A quantity $$x$$ is given by $$(1Fv^2/WL^4)$$ in terms of moment of inertia $$I$$, force $$F$$, velocity $$v$$, work $$W$$ and length $$L$$. The dimensional formula for $$x$$ is same as that of:

We are told that the physical quantity $$x$$ is expressed as

$$x=\dfrac{I\,F\,v^{2}}{W\,L^{4}}$$

where the symbols have the following usual meanings:

$$I=$$ moment of inertia,   $$F=$$ force,   $$v=$$ velocity,   $$W=$$ work,   $$L=$$ length.

Our task is to obtain the dimensional formula of $$x$$ and then compare it with the dimensions of the physical quantities listed in the options.

First, we write down the standard dimensional formulas (using $$[M]$$ for mass, $$[L]$$ for length and $$[T]$$ for time):

• Moment of inertia $$I$$ is mass × length$$^{2}$$, so $$[I]=[M^{1}L^{2}T^{0}]$$.

• Force $$F$$ follows Newton’s second law $$F=ma$$, giving $$[F]=[M^{1}L^{1}T^{-2}]$$.
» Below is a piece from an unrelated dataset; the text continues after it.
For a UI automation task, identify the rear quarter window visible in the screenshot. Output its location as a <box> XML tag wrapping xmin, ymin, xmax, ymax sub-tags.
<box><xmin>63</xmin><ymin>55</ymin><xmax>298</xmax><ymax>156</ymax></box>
• Velocity $$v$$ is length per time, therefore $$[v]=[M^{0}L^{1}T^{-1}]$$. Consequently $$[v^{2}]=[M^{0}L^{2}T^{-2}]$$.

• Work $$W$$ equals force × displacement, hence $$[W]=[M^{1}L^{2}T^{-2}]$$.

• Length $$L$$ of course has $$[L]=[M^{0}L^{1}T^{0}]$$, so $$[L^{4}]=[M^{0}L^{4}T^{0}]$$.
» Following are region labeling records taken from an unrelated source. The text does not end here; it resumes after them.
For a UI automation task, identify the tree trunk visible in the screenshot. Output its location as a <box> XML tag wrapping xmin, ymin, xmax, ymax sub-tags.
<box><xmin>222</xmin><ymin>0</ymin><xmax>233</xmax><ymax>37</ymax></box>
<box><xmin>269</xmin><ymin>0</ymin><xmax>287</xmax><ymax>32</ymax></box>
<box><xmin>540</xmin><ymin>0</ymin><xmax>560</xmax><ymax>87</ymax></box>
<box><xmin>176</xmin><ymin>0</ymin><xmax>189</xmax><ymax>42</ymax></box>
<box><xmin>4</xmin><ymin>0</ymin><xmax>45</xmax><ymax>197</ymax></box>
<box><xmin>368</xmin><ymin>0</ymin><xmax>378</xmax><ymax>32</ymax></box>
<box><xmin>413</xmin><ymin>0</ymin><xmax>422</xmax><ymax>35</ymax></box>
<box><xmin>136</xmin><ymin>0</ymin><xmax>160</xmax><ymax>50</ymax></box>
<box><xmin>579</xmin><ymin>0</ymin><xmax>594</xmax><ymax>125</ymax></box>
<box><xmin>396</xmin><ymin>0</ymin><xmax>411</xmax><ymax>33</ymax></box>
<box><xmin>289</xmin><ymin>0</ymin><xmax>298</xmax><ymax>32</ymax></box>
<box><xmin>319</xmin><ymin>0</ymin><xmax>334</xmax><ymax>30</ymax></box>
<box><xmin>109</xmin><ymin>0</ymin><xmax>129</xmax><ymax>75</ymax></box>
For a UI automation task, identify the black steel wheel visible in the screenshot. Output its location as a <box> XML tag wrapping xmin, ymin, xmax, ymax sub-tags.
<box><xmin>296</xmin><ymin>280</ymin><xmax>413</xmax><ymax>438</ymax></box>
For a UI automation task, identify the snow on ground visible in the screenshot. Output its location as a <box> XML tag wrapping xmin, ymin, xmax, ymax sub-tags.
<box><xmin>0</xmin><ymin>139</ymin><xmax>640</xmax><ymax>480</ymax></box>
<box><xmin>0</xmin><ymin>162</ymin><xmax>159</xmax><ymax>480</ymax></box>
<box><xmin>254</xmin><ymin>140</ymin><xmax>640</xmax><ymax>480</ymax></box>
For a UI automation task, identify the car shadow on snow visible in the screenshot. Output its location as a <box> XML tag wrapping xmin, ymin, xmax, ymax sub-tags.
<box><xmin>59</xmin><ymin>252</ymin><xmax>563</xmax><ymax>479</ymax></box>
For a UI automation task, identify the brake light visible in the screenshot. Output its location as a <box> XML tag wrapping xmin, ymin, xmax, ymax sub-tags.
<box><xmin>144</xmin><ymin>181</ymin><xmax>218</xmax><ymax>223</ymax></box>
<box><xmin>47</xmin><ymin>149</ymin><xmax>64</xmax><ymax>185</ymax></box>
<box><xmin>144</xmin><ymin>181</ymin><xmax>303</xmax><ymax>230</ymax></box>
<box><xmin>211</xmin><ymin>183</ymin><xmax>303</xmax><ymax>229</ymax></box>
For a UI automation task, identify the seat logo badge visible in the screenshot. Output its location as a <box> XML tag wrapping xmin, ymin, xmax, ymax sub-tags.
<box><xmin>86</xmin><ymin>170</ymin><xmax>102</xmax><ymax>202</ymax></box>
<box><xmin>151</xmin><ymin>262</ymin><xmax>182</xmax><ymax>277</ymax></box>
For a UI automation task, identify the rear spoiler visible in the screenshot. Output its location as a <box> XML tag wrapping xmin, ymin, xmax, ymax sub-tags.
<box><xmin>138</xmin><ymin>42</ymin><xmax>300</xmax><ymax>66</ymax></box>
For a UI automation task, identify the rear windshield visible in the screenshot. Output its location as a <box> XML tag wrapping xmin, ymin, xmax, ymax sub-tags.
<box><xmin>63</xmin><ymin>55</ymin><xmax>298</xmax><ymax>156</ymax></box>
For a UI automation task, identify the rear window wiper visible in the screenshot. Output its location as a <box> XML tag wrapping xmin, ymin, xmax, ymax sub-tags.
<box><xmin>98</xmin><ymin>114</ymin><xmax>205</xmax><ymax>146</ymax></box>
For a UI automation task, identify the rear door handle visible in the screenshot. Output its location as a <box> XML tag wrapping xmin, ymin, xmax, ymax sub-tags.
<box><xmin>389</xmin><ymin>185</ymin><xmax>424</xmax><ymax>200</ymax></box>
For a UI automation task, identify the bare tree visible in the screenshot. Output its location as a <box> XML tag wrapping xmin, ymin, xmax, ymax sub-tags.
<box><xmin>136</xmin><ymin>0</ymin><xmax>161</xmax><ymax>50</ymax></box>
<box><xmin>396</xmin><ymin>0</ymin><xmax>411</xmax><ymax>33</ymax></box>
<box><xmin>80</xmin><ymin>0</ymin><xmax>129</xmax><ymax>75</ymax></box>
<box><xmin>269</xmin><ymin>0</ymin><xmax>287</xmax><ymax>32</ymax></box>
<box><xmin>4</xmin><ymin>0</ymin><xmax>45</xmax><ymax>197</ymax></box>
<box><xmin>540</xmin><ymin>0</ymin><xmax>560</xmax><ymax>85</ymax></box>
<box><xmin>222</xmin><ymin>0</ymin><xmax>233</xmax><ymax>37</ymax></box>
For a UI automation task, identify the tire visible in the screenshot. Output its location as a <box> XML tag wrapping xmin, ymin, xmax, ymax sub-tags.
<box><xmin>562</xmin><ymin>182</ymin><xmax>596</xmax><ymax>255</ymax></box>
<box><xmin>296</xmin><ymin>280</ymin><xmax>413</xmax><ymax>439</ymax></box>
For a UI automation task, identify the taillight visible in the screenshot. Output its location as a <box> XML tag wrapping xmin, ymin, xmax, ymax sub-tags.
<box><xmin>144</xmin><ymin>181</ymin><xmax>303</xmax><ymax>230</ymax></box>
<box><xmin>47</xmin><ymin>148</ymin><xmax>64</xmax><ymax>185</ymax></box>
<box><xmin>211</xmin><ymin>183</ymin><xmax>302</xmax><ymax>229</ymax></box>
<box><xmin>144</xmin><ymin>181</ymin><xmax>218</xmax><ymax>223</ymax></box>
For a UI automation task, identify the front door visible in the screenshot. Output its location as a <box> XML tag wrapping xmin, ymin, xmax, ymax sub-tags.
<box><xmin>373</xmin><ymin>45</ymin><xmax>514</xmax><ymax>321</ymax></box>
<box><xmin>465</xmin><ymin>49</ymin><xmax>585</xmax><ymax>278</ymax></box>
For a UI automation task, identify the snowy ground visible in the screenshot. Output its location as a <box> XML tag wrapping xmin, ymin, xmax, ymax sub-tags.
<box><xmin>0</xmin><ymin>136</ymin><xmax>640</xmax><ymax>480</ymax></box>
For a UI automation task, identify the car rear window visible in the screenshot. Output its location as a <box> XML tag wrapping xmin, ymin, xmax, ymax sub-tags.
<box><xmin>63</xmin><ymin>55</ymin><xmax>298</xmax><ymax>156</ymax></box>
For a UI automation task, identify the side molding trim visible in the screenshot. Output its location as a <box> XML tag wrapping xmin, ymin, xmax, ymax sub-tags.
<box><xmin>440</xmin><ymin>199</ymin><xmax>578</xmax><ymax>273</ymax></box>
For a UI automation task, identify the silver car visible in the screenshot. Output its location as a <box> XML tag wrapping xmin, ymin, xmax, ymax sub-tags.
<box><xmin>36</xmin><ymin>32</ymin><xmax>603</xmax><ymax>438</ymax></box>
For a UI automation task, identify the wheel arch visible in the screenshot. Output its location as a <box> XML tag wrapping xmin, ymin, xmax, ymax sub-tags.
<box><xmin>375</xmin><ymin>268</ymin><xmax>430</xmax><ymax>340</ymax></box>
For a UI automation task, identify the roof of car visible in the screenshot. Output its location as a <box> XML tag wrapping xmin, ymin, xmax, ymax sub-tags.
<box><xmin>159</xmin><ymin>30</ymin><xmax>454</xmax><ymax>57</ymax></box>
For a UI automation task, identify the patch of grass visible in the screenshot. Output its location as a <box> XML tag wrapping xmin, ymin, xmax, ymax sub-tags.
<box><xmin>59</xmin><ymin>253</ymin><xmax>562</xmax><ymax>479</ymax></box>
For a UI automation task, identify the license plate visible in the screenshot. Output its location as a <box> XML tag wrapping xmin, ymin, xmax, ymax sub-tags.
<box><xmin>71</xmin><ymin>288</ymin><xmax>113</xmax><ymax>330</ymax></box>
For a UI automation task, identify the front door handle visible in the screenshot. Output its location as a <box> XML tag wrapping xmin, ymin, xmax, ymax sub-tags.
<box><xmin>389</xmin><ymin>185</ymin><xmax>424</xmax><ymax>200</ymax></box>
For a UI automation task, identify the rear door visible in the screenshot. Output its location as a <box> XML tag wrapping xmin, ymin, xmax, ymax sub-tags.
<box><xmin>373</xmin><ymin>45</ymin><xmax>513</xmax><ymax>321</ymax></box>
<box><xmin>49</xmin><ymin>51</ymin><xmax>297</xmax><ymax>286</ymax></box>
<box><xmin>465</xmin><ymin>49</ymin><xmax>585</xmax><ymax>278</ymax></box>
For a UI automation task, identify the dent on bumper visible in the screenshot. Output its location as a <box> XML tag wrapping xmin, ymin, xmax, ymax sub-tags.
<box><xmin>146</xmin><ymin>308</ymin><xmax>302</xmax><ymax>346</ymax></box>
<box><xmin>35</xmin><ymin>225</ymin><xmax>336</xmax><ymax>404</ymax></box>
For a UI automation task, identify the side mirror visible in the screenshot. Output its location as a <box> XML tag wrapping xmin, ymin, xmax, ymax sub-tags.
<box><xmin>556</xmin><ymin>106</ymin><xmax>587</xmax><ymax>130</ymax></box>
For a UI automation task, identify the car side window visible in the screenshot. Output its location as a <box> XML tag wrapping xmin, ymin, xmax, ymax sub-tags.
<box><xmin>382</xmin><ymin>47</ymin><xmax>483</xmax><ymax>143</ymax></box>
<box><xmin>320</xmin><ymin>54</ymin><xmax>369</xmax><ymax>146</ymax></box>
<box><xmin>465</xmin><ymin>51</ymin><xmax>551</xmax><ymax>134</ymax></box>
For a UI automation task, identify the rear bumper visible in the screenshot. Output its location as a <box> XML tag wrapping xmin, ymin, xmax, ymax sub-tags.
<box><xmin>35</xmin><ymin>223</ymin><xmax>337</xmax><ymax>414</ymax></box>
Now we substitute each of these into the defining expression for $$x$$:

Numerator dimensions:

$$[I\,F\,v^{2}]=[I]\,[F]\,[v^{2}]= \big[M^{1}L^{2}T^{0}\big]\, \big[M^{1}L^{1}T^{-2}\big]\, \big[M^{0}L^{2}T^{-2}\big].$$

Multiplying the like powers of $$M,\,L,\,T$$ one by one, we obtain

• For mass: $$M^{1}\times M^{1}\times M^{0}=M^{2}$$,

• For length: $$L^{2}\times L^{1}\times L^{2}=L^{5}$$,

• For time: $$T^{0}\times T^{-2}\times T^{-2}=T^{-4}$$.
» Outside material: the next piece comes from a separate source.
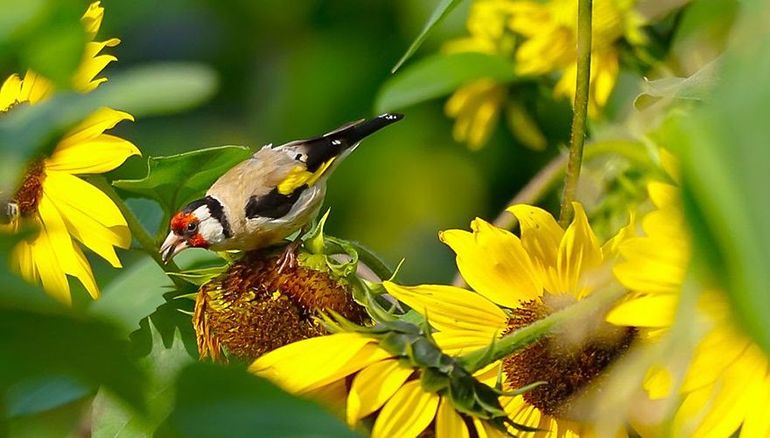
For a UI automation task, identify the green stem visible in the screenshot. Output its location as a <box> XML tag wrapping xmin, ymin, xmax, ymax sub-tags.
<box><xmin>90</xmin><ymin>177</ymin><xmax>186</xmax><ymax>286</ymax></box>
<box><xmin>459</xmin><ymin>287</ymin><xmax>626</xmax><ymax>373</ymax></box>
<box><xmin>559</xmin><ymin>0</ymin><xmax>592</xmax><ymax>228</ymax></box>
So, $$[I\,F\,v^{2}]=[M^{2}L^{5}T^{-4}]$$.

Denominator dimensions:

$$[W\,L^{4}]=[W]\,[L^{4}]= \big[M^{1}L^{2}T^{-2}\big]\, \big[M^{0}L^{4}T^{0}\big] = [M^{1}L^{6}T^{-2}].$$

We now divide the numerator by the denominator to get the dimensions of $$x$$:

$$[x]=\dfrac{[M^{2}L^{5}T^{-4}]}{[M^{1}L^{6}T^{-2}]}.$$

Carrying out the division term by term, we subtract the powers:

• Mass exponent: $$2-1=1 \;\Rightarrow\; M^{1},$$

• Length exponent: $$5-6=-1 \;\Rightarrow\; L^{-1},$$

• Time exponent: $$-4-(-2)=-2 \;\Rightarrow\; T^{-2}.$$

Hence, $$[x]=[M^{1}L^{-1}T^{-2}].$$

Finally, we match this result with the dimensions of the quantities in the options:

(A) Planck’s constant $$h$$ has $$[M^{1}L^{2}T^{-1}]$$ - does not match.

(B) Force constant (spring constant $$k=F/\Delta L$$) has $$[M^{1}T^{-2}]$$ - does not match.

(C) Energy density (energy per unit volume) is $$\dfrac{\text{energy}}{\text{volume}}$$.

The dimensional formula of energy is $$[M^{1}L^{2}T^{-2}]$$ and of volume is $$[L^{3}]$$. Therefore

$$\dfrac{[M^{1}L^{2}T^{-2}]}{[L^{3}]}=[M^{1}L^{-1}T^{-2}],$$

which exactly matches $$[x]$$.

(D) Coefficient of viscosity $$\eta$$ has $$[M^{1}L^{-1}T^{-1}]$$ - does not match.

So the only option with the same dimensional formula as $$x$$ is energy density.

Hence, the correct answer is Option C.